The figure generated here is similar to the one used in the "Bitcoin in BigQuery: Blockchain Analytics on Public Data" blog post by Allen Day and Colin Bookman.


In [83]:
## purchase address
hanyecz = "1XPTgDRhN8RFnzniWCddobD9iKZatrvH4"

We use the library networkx below to visualize a network of transactions following the pizza purchase by up to 2 degrees (As noted here, our code may return a deeper graph than the target depth if there are repeated transactions from wallet a to b or or self transactions (a -> a)).
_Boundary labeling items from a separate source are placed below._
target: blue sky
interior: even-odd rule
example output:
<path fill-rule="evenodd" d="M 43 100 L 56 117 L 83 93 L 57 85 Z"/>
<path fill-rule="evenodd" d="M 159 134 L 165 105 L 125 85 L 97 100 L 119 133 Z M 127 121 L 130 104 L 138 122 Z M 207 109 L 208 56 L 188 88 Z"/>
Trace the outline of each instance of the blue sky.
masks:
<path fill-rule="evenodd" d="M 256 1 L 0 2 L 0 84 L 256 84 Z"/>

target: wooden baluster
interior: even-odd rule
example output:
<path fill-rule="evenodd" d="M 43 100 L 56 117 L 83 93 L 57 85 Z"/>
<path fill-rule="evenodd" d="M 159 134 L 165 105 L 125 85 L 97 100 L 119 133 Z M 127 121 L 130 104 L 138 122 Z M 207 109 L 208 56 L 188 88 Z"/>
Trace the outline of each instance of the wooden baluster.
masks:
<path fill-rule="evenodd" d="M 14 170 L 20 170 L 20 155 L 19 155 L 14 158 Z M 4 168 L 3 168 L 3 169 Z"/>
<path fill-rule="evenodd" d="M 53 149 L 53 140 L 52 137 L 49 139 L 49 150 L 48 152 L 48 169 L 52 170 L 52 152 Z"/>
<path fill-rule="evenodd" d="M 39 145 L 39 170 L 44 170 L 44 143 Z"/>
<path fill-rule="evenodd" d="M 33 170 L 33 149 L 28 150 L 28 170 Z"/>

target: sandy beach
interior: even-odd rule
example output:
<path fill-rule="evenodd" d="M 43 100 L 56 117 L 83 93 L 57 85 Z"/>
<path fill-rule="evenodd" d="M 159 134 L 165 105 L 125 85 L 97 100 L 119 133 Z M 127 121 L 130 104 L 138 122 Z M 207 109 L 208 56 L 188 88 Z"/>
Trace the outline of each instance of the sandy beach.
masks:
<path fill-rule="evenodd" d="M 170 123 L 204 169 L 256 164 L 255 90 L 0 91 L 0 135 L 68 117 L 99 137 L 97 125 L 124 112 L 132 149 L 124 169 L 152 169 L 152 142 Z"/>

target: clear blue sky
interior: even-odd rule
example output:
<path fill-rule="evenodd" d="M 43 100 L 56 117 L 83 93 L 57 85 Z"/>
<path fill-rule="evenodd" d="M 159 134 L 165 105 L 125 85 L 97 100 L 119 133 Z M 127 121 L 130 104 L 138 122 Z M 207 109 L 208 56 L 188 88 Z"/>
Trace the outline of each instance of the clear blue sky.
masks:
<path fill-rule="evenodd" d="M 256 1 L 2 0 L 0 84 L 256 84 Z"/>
Hanyecz's payment address is depicted as a red circle while other addresses are blue circles. Arrowheads indicate direction of Bitcoin flow following the pizza purchase transaction. Stroke width is approximately proportional to the amount of Bitcoin moving between addresses.


In [84]:
import networkx as nx
import matplotlib.pyplot as plt

In [111]:
graph = nx.from_pandas_edgelist(total_flows,
  source = "input_key",
  target = "output_key",
  create_using = nx.DiGraph())

pos = nx.kamada_kawai_layout(graph)

In [112]:
## color the hanyecz red and the rest of the nodes blue
node_colors = list(map(lambda x: "red" if x == hanyecz else "blue", graph.nodes))

In [113]:
## calculate width based on satoshis
satoshi_stats = total_flows.describe()['satoshis']
def get_width(x, stats):
    if x < stats['25%']:
        return 1
    elif x >= stats['25%'] and x < stats['50%']:
        return 2
    elif x >= stats['50%'] and x < stats['75%']:
        return 3
    else:
        return 4
edge_widths = total_flows['satoshis'].apply(lambda x: get_width(x, satoshi_stats))

In [114]:
f = plt.figure()
nx.draw_networkx(graph, pos,
  with_labels = False,
  alpha = 0.5,
  node_size = 150,
  node_color = node_colors,
  width = edge_widths / 4,
  arrowsize = 20,
  ax=f.add_subplot(111))
plt.title("BTC inputs upstream of pizza purchase address (red)")
plt.axis('off')
f.savefig("graph.png")



In [ ]: